«Le feu s'est arrêté à un mètre de chez mon voisin. Les jardins de mes voisins étaient en train de brûler. Nos maisons sont mitoyennes.» Au lendemain de cet incendie survenu sur la route des Loges, Sylvain, un gendarme en vacances chez sa mère à Rétaud, se remémore les événements avec effroi. «Nous étions dans la piscine avec les enfants. Puis, nous avons commencé à sentir la fumée et à voir les cendres tomber.»
Il est 15 heures 48 lorsque Sylvain décide d'alerter les pompiers. «Le feu a pris naissance près d'un noyer à proximité d'un centre équestre. Avec le vent fort, il s'est propagé à une vitesse incroyable, presque comme une traînée de poudre. En quelques minutes, les flammes ont parcouru un kilomètre, atteignant rapidement le jardin d'un voisin. Même en tant que gendarme, habitué aux situations d'urgence, c'était troublant. Je voyais la maison brûler…»
«Élan de solidarité»
Les habitants de la commune ne sont pas restés inactifs.
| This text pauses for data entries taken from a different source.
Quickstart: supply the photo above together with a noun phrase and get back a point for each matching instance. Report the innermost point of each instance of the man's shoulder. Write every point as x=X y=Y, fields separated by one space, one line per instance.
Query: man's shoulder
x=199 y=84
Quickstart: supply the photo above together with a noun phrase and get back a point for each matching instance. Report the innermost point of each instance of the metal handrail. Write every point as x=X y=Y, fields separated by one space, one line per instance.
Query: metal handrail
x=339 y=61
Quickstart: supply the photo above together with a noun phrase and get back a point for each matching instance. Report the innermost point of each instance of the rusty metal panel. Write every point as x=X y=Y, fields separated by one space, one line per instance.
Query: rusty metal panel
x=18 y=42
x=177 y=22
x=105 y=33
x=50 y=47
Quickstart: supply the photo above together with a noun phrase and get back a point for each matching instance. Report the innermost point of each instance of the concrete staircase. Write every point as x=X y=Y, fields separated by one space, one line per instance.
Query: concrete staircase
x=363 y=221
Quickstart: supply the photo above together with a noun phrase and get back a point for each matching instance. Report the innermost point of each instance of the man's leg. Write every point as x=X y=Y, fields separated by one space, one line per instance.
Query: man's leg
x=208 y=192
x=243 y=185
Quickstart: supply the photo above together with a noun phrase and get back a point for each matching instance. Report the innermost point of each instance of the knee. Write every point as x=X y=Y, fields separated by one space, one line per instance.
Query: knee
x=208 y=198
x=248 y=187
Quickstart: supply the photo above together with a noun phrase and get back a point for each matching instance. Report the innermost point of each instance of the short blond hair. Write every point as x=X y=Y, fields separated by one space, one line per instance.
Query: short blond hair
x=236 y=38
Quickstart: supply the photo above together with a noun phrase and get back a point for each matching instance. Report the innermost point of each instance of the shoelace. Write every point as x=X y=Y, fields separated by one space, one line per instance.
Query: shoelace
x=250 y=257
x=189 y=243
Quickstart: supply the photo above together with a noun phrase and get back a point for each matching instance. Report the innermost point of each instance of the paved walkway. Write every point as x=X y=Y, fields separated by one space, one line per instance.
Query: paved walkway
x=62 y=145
Sylvain décrit un bel élan de solidarité : «Ma femme a pris nos enfants et s'est mise à l'abri pendant que nous, les voisins et moi, remplissions des seaux d'eau pour tenter d'arrêter la propagation des flammes avant l'arrivée des pompiers.» Ces derniers, arrivés Promptement, ont maîtrisé l'incendie en se concentrant sur la ligne des habitations. Si leur intervention avait été retardée de quelques minutes, tout le quartier aurait été en danger, assure Sylvain.
Sylvain souhaitait que son témoignage incite à une prise de conscience collective face à ces événements. «Nous vivons à une époque où, à cause du changement climatique, l'environnement devient de plus en plus hostile. Il est crucial de changer nos mentalités en matière de prévention et d'avoir les bons réflexes, tels que garder un extincteur à portée de main et sécuriser rapidement les membres de sa famille.» Il a exprimé sa gratitude envers les pompiers de Saintes pour leur action rapide et efficace.